Comment by dang
10 years ago
We worked on something like this for a while last year (code name "the archivist") with the intention of making Readability-style versions of stories with plain text, major images and no cruft. The purpose of the experiment was to see if it would speed up moderation. If we kept it, we hoped to share it with everybody (where by "hoped" I mean "would have unless we couldn't"). In the end, we didn't keep it because it didn't speed up moderation and it is one of those problems that turns out to be increasingly nontrivial the closer you get.
If we did anything like it again, I'd still hope to share it with everybody, but perhaps not by adding a third link. I already feel bad for adding two.
Sorry to see you've not kept up with this.
I access HN on a few devices, including some whose rendering of "modern" (that is: broken) site designs is at best poor. Frequently no content is visible, either due to text not appearing at all, or being completely obscured by other elements. A Readability view, stripped of cruft, would be excellent for this. I'm aware of issues with site referrals, copyright, etc., but really, it would be helpful.

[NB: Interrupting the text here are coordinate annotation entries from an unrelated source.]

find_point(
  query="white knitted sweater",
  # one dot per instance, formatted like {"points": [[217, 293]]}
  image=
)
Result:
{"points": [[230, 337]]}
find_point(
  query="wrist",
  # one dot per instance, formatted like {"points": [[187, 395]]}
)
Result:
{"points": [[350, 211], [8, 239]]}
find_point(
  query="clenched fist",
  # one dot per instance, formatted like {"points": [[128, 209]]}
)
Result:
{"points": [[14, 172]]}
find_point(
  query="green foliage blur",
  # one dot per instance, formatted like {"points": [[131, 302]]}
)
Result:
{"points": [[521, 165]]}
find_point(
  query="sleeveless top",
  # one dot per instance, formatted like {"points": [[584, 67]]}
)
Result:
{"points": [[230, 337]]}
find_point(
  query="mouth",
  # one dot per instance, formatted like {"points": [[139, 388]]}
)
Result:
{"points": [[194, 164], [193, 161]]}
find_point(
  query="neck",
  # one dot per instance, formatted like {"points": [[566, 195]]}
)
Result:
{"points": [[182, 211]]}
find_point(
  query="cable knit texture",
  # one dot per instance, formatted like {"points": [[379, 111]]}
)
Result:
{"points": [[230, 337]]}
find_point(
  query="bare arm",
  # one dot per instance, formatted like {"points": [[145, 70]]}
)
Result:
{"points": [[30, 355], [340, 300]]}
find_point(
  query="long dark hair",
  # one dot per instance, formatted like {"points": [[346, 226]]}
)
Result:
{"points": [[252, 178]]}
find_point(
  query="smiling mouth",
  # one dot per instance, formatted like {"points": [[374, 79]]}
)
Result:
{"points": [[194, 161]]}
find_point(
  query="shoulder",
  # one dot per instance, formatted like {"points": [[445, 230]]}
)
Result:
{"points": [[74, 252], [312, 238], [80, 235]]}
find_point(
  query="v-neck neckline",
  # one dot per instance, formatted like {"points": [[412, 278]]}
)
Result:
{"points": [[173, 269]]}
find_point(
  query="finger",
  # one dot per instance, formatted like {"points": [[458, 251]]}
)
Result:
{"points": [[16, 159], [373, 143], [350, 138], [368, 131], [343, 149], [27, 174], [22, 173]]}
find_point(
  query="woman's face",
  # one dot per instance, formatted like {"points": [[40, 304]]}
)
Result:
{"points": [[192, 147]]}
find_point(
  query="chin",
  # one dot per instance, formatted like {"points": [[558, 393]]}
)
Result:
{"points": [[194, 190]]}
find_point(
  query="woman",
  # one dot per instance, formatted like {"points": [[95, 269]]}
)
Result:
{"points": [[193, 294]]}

Otherwise: Internet Archive and Coral Cache are both existing systems which can and do cache some content, on request. IA seems to like having hot stuff fed them, CC have been quite spotty in reliability over the past year or two (both not properly caching content, and simply not responding).
I'm open to working on it again. Qua user, I would love to be able to view Readability-style versions of stories quickly. And think of all the analytics people could do on a near-complete archive of all HN stories.
But it's a matter of priorities. Had it sped up moderation it would have both paid for itself and made certain campers happier. But it didn't turn out that way. Beyond that, technically it's a nontrivial problem to get working on the full range of content, and then there are the nontechnical obstacles. We wouldn't do it without being sure we could release it.
Sending requests to Internet Archive might be an option if they'd be ok with it, but that of course would only help with caching, not decrufting.
Totally understand on all points.
Caches on their own would be totally worthwhile, even without de-crufting. If IA are up for it, HN as signal for relevance would likely be worthwhile. Talk to Brewster.
As I said, decrufting/readability would be a really nice value-add!personally. Readability themselves have an API for this which might be one way to approach the concept, and they've done much of the heavy lifting in terms of sorting out sites' various CSS/HTML cruft and sanitizing it. I do my own pretty significant CSS restructuring locally (we've chatted about this before w/ HN), and with some 1800+ individual sites' CSS modified to some extent or anohter, I've got a really good idea of just how effed up the stuff can be.
I totally agree with Nic Bvacqua's "Stop Breaking the Web" posted yesterday.
But on an effort/reward basis as a greenfield project, likely not worth it. Going with Readability (or Instapaper, or Pocket) themselves could well be worth investigating.
As a suggestion: another consideration would be to simply reject submissions which aren't accessible via some putative minimal client. If enough aggregators started penalising sites for inaccessible content, they might start wising up.